1939 treaty between Germany and Romania

The German-Romanian Treaty for the Development of Economic Relations between the Two Countries was a bilateral economic agreement signed between the German and the Romanian governments in Bucharest on 23 March 1939. The agreement established German control over most aspects of Romanian economy, and thus forcing the Romanian government to join the Axis powers at a later date. According to a contemporary report by Time magazine, "in no instance of modern times has one State made such humiliating, far-reaching economic concessions to another" as Romania to Germany, the same publication considering that it transformed Romania into a "German dependency".

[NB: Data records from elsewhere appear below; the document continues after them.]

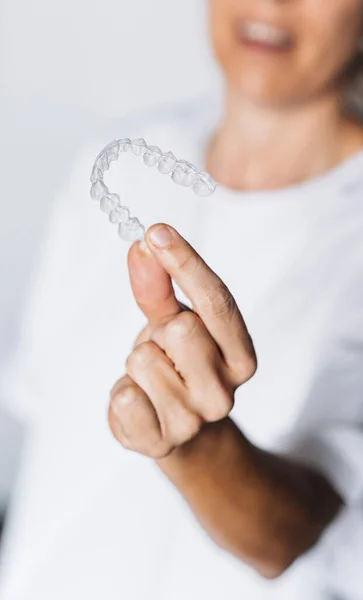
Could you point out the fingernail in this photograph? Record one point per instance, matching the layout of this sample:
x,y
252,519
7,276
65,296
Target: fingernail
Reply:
x,y
144,247
161,236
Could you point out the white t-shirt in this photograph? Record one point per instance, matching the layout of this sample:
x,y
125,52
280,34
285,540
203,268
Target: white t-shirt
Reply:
x,y
91,520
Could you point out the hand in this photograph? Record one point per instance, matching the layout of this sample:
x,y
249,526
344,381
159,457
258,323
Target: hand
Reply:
x,y
186,365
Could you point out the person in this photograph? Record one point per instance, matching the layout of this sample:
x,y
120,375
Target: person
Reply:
x,y
235,465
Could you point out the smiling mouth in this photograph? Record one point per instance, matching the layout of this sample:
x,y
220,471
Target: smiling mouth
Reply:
x,y
264,36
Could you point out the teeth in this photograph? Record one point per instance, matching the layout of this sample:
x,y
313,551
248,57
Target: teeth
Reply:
x,y
255,31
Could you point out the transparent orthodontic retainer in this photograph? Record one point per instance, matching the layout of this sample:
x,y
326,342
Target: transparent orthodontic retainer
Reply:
x,y
181,172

Ratifications were exchanged in Berlin on 20 December 1939, and the agreement became effective on 20 January 1940. It was registered in League of Nations Treaty Series on 17 January 1940.

==Background==
In late 1938 and early 1939, the German government under Hitler was carrying out some of its plans for territorial changes in Europe, which gave the German Reich more land for economic expansion. As part of that process, Czechoslovakia was overrun on 15 March 1939. In addition, the German government coveted the oil-fields of Romania, and desired to secure Romanian military cooperation in case of war.

==Terms of the agreement==
The agreement provided for delivery of various Romanian goods to Germany in the fields of agriculture, timber and oil. In exchange, the German government undertook to supply the Romanian government with technical know-how and military equipment which might be required. The agreement also gave trade benefits to German companies in Romania, in the form of free trade zones. The agreement was designated for a period of ten years, with the possibility of extension.

==Aftermath==
The agreement strengthened the Third Reich economically and placed at its disposal the resources of Romania at a time Hitler was planning to invade Poland. The British government was alarmed by that development, and on 13 April 1939 committed itself to the defense of Romania from German aggressive designs on its sovereignty. However, the Romanian government assessed that British support will not be effective, and this evaluation seemed even more realistic following the German occupation of Poland in September 1939 and France in May–June 1940, and British withdrawal from the continent at the same time. As a result, the Romanian government decided to cooperate with the German government and on 23 November 1940 joined the Axis powers.